A tripulação é desde há um ano composta pelo Paulo e por indonésios e guineenses, numa mistura tornada comum em Peniche, pelo menos de acordo com a amostra que me foi dado ver.
Poucos minutos mais tarde, meto conversa com o Dionísio, um homem com trinta e cinco anos de vida pesqueira e que agora vive exclusivamente em terra. Pergunto-lhe pelo encanto do mar, na esperança de ouvir uma narrativa semelhante à dos romances americanos de que tanto gosto, mas ele diz-me que também não sabe. Começou por trabalhar no betão, depois convidaram-no para ir numa pescaria, pagava melhor e deixou-se ficar, mas nunca gostou muito daquela vida. Ganhava-se bem mas nem tempo se tinha para o gastar mal gasto.
Mais uma vez, a verdade afastava-me da história que pensei escrever. Sento-me ao lado da família de outro antigo pescador e, enquanto vou comendo, ouço a Francisca, a filha mais velha do casal, falar-me das suas indecisões. Está a estudar Direito Marítimo e não sabe se quer escrever a tese sobre o impacto económico do surf em Peniche e na Nazaré ou sobre as consequências da pesca excessiva. Deixo-me espantar por um segundo. Até à geração dos pais dela, filhos de pescadores eram pescadores. Agora, estudam Direito ou Gestão e se regressam às docas é para entrevistar os amigos dos pais para as suas teses de mestrado.
Acabada, para grande pena minha, a caldeirada, vou até ao barco entrevistar os indonésios da tripulação. Explico ao que venho, eles dizem-me que “yes, yes”, e pergunto-lhes “when did you get here”, ao que me respondem que “Indonésia”. Digo que sim, claro, mas “how long”, e, enfim, parecem perceber onde quero chegar. “Ribamar”, dizem. Desisto e fico admirado que o Paulo consiga comunicar com estes rapazes, ao ponto de passarem sozinhos noites de perigo no mar.
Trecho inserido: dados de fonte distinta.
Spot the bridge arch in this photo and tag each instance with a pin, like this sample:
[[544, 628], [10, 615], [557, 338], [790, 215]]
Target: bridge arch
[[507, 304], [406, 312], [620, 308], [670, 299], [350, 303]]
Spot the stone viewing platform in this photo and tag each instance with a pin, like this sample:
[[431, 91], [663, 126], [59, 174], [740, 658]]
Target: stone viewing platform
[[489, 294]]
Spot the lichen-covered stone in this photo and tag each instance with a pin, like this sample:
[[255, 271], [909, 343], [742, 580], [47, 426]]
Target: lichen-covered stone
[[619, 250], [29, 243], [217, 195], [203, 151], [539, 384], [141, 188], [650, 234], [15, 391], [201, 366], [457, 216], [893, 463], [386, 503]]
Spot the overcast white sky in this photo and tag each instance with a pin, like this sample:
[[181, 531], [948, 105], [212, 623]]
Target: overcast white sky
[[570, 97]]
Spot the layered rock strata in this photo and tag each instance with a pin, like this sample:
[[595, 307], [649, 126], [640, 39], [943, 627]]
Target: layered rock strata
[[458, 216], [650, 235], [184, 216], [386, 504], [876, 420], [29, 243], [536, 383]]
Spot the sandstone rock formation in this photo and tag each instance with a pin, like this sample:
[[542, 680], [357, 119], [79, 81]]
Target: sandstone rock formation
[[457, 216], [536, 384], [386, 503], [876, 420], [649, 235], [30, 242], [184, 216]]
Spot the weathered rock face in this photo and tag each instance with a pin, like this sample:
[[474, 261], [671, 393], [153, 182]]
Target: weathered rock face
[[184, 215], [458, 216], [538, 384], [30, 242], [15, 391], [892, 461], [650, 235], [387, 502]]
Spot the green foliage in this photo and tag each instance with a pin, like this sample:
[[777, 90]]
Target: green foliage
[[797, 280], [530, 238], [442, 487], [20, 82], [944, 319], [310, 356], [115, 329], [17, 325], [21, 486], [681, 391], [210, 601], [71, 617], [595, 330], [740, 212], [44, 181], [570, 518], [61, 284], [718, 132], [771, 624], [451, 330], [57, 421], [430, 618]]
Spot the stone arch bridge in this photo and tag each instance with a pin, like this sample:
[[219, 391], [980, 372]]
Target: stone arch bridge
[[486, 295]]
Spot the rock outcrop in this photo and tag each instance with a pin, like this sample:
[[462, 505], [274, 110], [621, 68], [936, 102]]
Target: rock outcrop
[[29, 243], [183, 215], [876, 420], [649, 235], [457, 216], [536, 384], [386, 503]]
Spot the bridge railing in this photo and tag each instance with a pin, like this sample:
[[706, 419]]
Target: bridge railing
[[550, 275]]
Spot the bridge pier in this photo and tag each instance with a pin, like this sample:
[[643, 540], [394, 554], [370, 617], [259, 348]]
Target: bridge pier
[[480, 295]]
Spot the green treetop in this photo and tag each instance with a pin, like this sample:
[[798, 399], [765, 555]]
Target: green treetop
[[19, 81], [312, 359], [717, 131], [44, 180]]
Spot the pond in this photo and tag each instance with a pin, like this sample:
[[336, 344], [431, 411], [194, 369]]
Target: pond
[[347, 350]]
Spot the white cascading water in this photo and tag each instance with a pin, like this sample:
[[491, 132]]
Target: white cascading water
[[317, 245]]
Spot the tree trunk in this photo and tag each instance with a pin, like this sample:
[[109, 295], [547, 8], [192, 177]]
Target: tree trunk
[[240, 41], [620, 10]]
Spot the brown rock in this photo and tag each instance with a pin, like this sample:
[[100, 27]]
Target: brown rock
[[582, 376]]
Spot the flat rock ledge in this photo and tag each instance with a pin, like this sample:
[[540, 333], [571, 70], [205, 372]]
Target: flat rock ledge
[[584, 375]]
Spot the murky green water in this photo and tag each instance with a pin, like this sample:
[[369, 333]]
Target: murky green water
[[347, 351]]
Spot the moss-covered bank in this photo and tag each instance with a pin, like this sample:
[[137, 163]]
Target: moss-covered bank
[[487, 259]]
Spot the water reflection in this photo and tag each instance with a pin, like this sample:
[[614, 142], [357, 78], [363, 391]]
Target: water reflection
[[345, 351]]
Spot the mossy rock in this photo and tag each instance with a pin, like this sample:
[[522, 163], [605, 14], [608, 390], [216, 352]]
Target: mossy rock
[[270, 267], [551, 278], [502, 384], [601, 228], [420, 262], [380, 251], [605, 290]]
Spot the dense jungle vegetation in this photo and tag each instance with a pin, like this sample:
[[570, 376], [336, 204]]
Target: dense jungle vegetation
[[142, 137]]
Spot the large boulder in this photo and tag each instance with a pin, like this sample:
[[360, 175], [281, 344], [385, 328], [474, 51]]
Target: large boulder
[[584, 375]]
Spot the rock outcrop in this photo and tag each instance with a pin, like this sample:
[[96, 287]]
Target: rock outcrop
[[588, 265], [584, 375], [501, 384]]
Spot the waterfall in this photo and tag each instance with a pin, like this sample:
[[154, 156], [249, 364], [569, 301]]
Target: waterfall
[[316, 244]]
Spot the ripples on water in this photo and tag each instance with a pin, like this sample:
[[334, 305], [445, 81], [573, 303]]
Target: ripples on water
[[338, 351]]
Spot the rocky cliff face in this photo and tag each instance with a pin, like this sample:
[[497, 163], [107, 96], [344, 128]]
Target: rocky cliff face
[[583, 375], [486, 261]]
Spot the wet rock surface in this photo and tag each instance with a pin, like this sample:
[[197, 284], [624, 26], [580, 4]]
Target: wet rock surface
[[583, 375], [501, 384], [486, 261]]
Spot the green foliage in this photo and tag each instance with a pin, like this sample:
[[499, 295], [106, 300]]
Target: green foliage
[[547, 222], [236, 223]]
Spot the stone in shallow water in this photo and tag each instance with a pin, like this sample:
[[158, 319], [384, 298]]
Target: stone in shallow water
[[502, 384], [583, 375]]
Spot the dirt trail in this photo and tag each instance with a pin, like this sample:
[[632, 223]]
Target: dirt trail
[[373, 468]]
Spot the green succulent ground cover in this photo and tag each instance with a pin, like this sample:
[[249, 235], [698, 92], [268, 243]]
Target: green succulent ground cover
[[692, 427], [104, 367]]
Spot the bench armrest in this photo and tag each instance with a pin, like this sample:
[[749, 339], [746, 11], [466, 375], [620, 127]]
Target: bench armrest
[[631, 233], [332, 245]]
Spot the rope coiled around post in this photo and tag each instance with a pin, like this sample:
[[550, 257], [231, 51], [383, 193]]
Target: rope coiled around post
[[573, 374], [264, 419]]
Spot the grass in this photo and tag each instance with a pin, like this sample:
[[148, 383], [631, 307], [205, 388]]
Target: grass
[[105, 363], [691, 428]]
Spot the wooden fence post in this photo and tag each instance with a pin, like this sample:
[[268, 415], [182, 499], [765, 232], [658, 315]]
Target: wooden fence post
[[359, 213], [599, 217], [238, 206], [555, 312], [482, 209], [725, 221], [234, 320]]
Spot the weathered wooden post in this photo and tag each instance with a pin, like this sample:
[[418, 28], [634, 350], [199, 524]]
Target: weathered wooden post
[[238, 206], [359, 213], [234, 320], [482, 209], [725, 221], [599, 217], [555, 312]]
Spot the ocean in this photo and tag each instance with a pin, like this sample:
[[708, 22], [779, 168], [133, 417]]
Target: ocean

Pouco antes de nos fazermos ao caminho, questiono o Paulo acerca da importância do que está prestes a acontecer. Ele explica-me que é uma tradição antiga, recuperada há oito anos. No início do século passado, os seus bisavôs e respetivos camaradas iam a remos de Peniche a Porto Dinheiro (mais ou menos vinte quilómetros) buscar a imagem de Nossa Senhora de Monserrate, para a trazerem em procissão como forma de agradecimento por um ano sem acidentes.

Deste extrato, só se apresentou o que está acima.